C'est à Haïti qu'un des premiers coups de tocsin vient d'être sonné. Dans l'un des pays les plus pauvre de la planète, ne pas pouvoir acheter la nourriture nécessaire pour ses enfants est un crime. Un crime que les plus nantis de la planète n'ont pas hésité à commettre. Un crime qu'ils justifient par l'augmentation rapide de la population mondiale dont les chinois qui décident, semble t-il, de se mettre au régime décadent et dégénératif américain. Plutôt que de se nourrir au riz et au tofu, les voilà qui mordraient comme des enragés dans ce qu'il y a de pire, la viande. Qui dit viande, dit pâturage. Et qui dit pâturage, dit nourrir les animaux qui ont besoin de beaucoup de fourrage.

Le président d'Haïti a donc jugé bon de baisser le prix du riz pour essayer d'endiguer une révolte croissante de son peuple (Article).

On parle aussi de toutes ces terres agricoles qui nourrissaient les êtres humains et qui ont été transformées en usine à éthanol. On y fait l'agriculture intensive de maïs dans le seul but d'alimenter... des automobiles. Au yable l'humain!

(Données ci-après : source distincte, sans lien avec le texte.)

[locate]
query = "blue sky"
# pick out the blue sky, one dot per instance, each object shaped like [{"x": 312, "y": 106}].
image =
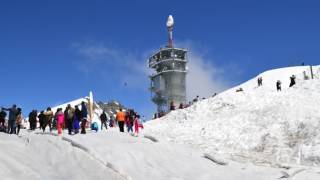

Sur les problèmes qui s'en viennent, les plus riches de la planète n'auront qu'eux à blâmer. Ils auront étirer l'élastique au maximum. Je ne parle pas ici de nos petits riches suffisants qui se prennent pour le nombril du monde parce qu'ils font l'étalage de leurs cossins. Je parle de ceux qui contrôlent la richesse mondiale. Ceux qui prennent les premières décisions. Pas les valets qui les appliquent.

Et quel sont donc ces problèmes qui s'en viennent? On parle d'abord de désordre dans les pays les plus pauvres puis de révoltes. Du haut de nos tours d'ivoire occidentales, on croira en un épiphénomène. Après tout, les pauvres de la planète, des nègres en grande partie, ce n'est pas si important. Mais, l'épiphénomène a déjà commencé à gagner les couches médianes de nos sociétés. Et, le jour où il en coûtera subitement le double dans les restaurant pour sortir sa progéniture gâtée, on aura touché la partie sensible de l'homme, sa panse. La panse, c'est pas touche, comme on dit. Surtout s'il faut vendre sa grosse utilitaire pour pour pouvoir se nourrir convenablement.

Il est rare que le Canada fasse mieux les choses que les USA en matière d'économie. Pour le moment, nous sommes épargnés. Mais on l'a répété souvent, quand les USA pètent, ça sent jusqu'au Canada. Actuellement, aux USA, on parle de crise majeure. Une crise probablement provoquée par des décisions économiques essentiellement orientées vers l'effort de guerre en Irak. Des milliards y ont été engloutis depuis cinq ans. Pour y faire quoi, on se le demande encore! Pendant ce temps, les habitants des USA perdent leur maison et les camionneurs se révoltent contre le prix du diesel.

Même les chinois sont obligés de contenir le développement trop rapide de leur économie parce que les dangers de crises sont évidents.

La table est donc mise pour une chose qu'on n'aurait pas cru entendre encore un jour, une guerre mondiale (Article)!

La réflexion est donc lancée. L'imminence d'une guerre changera t-elle les mentalités? Personnellement, je n'y crois pas. J'aimerais juste me tromper. Qu'en pensez-vous?